Trop timides, les réformes envisagées se limitent souvent à des ajustements techniques, sans s’attaquer aux causes structurelles. Il devient donc urgent d’analyser les blocages profonds de notre système d’urbanisme et de proposer une véritable refondation, capable de restaurer la lisibilité d’ensemble et de produire des résultats concrets. C’est bien un urbanisme de confiance dont nous avons besoin, permettant de nous débarrasser d’un excès de normes et de répondre aux besoins des territoires.

La ville engluée dans un maelström administratif

Les projets ne sortent plus. Au détriment de l’ensemble des acteurs, privés comme publics.

L’allongement des délais totaux d’obtention des autorisations d’urbanisme est l’illustration la plus visible des dérives du système. La durée moyenne d’obtention d’un permis de construire atteindrait plus de sept mois (contre un délai normatif de trois mois). Mais il s’agit de la partie émergée de l’iceberg. Difficile d’avoir une statistique objective en matière de distorsion du temps administratif. Chaque acteur de la ville porte ses stigmates. Rapportés à l’échelle humaine, ceux-ci représentent des pans entiers d’une vie : cinq ans pour autoriser un projet de logements sociaux en ZAC, dix ans pour un projet commercial, etc.
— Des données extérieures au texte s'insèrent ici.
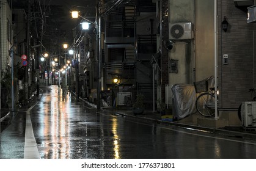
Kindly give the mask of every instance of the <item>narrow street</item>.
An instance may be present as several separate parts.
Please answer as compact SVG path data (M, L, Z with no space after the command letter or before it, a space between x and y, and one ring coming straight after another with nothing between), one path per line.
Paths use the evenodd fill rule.
M142 122L76 102L60 88L20 109L1 137L0 158L256 158L256 142Z

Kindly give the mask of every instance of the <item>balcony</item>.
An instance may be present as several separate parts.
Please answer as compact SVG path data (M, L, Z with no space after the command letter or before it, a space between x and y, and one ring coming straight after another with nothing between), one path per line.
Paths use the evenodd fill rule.
M133 21L106 21L106 43L134 43L134 28Z
M137 35L137 59L151 60L156 53L156 35Z

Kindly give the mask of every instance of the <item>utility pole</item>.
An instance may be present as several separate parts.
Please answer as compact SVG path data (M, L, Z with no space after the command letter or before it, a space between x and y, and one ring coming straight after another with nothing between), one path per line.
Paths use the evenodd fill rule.
M27 45L26 54L27 56L27 65L25 67L25 81L24 81L24 104L27 104L28 93L29 93L29 45L30 45L30 15L31 15L31 0L27 1Z

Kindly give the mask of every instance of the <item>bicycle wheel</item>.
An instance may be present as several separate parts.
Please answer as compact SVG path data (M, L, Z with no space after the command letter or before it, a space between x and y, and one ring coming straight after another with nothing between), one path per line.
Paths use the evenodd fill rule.
M212 117L215 114L215 96L210 93L200 94L196 101L197 111L204 117Z

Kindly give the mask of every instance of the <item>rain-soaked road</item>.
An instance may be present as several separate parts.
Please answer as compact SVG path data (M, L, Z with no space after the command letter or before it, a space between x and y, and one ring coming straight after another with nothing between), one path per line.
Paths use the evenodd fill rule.
M25 129L26 128L26 129ZM256 142L97 112L44 89L1 133L0 158L256 158Z

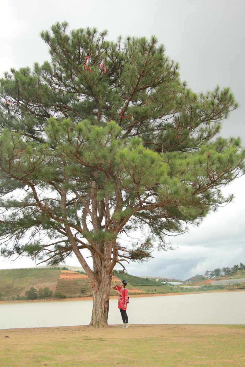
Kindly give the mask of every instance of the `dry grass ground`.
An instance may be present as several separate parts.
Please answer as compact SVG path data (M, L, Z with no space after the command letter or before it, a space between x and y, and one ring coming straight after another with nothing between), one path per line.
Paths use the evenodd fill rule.
M15 329L0 330L0 340L6 367L245 366L244 325Z

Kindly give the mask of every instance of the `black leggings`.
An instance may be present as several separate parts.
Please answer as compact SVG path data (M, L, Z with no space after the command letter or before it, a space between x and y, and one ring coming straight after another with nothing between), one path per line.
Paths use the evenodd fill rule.
M126 310L123 310L121 308L119 308L122 318L123 319L124 324L127 324L127 315Z

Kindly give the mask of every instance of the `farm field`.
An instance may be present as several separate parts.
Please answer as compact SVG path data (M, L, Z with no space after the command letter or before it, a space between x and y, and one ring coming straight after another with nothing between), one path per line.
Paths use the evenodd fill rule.
M118 282L125 279L127 281L127 288L130 295L154 295L169 293L183 293L196 291L212 291L220 290L232 291L245 289L245 284L234 284L225 286L214 286L209 284L213 280L205 281L205 284L200 283L198 277L197 282L187 283L186 285L172 286L162 284L160 281L140 278L128 274L116 273L115 276ZM222 277L224 278L224 277ZM233 277L235 280L245 278L245 274L238 272ZM227 277L230 279L231 277ZM218 280L216 278L216 280ZM195 288L199 285L199 287ZM192 288L193 287L193 288ZM27 299L25 292L31 287L37 291L40 287L47 287L55 297L58 292L60 298L75 298L91 297L93 295L92 287L84 273L76 271L60 269L58 268L30 268L0 270L0 302L16 301ZM112 289L112 283L110 295L116 296L118 292Z
M245 365L244 325L12 329L0 330L0 338L6 367Z

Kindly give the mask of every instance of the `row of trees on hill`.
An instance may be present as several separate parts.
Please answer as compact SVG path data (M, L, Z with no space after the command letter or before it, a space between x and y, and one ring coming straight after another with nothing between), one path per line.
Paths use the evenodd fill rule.
M222 268L221 269L218 268L211 271L207 270L204 275L209 278L216 278L221 275L230 275L242 270L245 270L245 265L240 262L240 265L234 265L231 268Z

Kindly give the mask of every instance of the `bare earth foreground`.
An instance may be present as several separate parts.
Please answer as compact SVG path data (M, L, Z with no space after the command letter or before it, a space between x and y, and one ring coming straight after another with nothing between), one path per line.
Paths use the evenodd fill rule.
M0 330L0 366L245 366L245 325L120 326Z

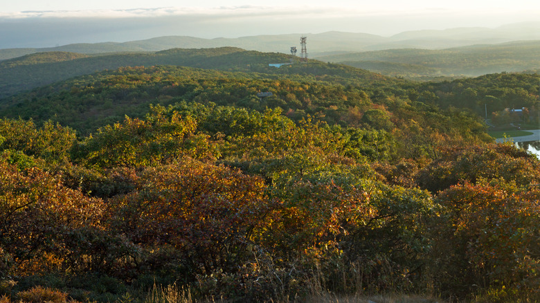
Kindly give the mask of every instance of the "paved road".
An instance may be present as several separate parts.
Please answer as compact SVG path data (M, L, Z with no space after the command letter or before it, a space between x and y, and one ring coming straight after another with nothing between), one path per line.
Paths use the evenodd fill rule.
M501 138L495 140L497 143L512 140L514 142L525 142L525 141L540 141L540 129L530 130L527 129L523 131L529 131L533 133L529 136L521 136L519 137L511 137L511 138Z

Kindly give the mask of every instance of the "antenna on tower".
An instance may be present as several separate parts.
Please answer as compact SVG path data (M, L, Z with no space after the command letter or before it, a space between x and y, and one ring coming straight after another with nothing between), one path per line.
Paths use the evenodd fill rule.
M291 46L291 55L296 55L296 46Z
M300 54L300 61L303 62L307 62L307 50L305 47L305 40L307 39L306 37L300 37L300 45L302 46L302 52Z

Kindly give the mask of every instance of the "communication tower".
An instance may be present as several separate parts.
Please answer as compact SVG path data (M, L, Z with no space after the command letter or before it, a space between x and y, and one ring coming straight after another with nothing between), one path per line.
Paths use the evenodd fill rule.
M305 47L306 39L307 39L306 37L300 37L300 45L302 46L302 52L300 54L300 60L303 62L307 62L307 50Z

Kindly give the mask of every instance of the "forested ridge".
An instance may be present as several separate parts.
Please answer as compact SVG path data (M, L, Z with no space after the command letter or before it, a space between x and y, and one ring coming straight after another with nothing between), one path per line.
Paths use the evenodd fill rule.
M2 302L540 300L540 162L483 111L538 124L538 75L133 56L0 100Z
M343 65L312 61L310 70L298 65L276 68L271 63L298 60L281 53L260 53L233 47L204 49L175 48L159 52L126 53L86 55L74 53L49 52L27 55L0 62L0 98L10 96L73 77L123 66L174 65L225 71L242 71L287 76L342 76L357 83L390 78ZM342 76L343 77L343 76Z

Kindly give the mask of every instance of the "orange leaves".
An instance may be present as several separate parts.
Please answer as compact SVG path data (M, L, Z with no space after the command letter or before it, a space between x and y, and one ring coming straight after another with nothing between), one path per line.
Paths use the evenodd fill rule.
M170 246L206 270L246 253L271 205L262 179L185 159L148 168L138 190L111 203L119 232L143 246Z
M448 265L474 273L470 283L528 287L524 283L540 264L538 193L534 187L501 181L465 183L442 192L438 201L445 210L434 229L441 232L435 243L446 248L439 248L447 250L444 258L466 262Z
M78 147L79 160L101 167L142 169L183 157L213 158L219 155L208 136L196 134L197 122L178 113L154 107L145 120L126 117L106 126Z

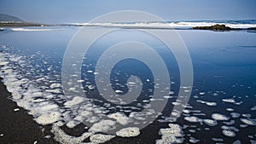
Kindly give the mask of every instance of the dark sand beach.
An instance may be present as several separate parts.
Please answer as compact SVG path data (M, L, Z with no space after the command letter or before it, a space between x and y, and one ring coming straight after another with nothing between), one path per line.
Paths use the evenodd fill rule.
M2 80L0 78L0 143L57 143L52 138L45 138L51 135L50 126L38 125L32 116L8 98L11 94Z

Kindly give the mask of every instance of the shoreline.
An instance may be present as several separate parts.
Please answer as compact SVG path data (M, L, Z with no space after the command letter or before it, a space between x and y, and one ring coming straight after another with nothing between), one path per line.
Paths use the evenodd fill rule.
M11 93L2 80L0 78L0 143L58 143L53 139L50 125L40 126L26 110L9 99Z

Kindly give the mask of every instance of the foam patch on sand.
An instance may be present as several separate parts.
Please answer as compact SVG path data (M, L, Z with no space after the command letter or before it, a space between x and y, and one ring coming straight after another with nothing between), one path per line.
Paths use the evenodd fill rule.
M178 124L169 124L169 128L160 129L159 135L161 135L161 139L156 140L156 144L183 142L183 131Z
M53 124L58 120L60 120L61 113L59 112L53 112L49 114L43 114L38 118L35 118L37 123L41 124L43 125Z
M252 118L240 118L240 120L248 125L256 125L256 120Z
M130 121L130 118L121 112L111 113L108 114L108 117L115 119L118 123L119 123L122 125L128 124Z
M224 114L221 113L213 113L212 114L212 118L215 120L229 120L230 118Z
M51 132L55 134L55 140L65 144L79 144L84 140L92 135L93 132L85 132L79 137L71 136L67 135L57 124L53 124Z
M116 132L116 135L120 137L134 137L139 135L140 130L137 127L124 128Z
M95 134L90 137L90 141L94 143L104 143L113 137L115 137L115 135Z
Ce qui est certain, c’est que ces sept mois ne reflètent pas l’empilement de procédures en amont du dépôt des demandes d’urbanisme, qui représentent des délais bien plus longs ! Marchés publics, préfiguration, aménagement, concours pour l’acquisition du foncier, concertation, préinstruction, concours d’architectes, etc., peuvent s’étendre sur des années ! Durant l’instruction, les demandes de pièces complémentaires suspendent les délais légaux. Les échanges entre un nombre démultiplié de services viennent encore allonger le calendrier. Parfois, on demande tout simplement au pétitionnaire de recommencer à zéro, car, à force d’échanges, le projet a trop évolué ! Une fois le permis obtenu, le délai de recours de deux mois prolonge encore l’incertitude, gelant de nombreux projets. Selon les estimations, ce sont près de 30 000 logements par an qui se retrouvent ainsi bloqués par des recours contentieux.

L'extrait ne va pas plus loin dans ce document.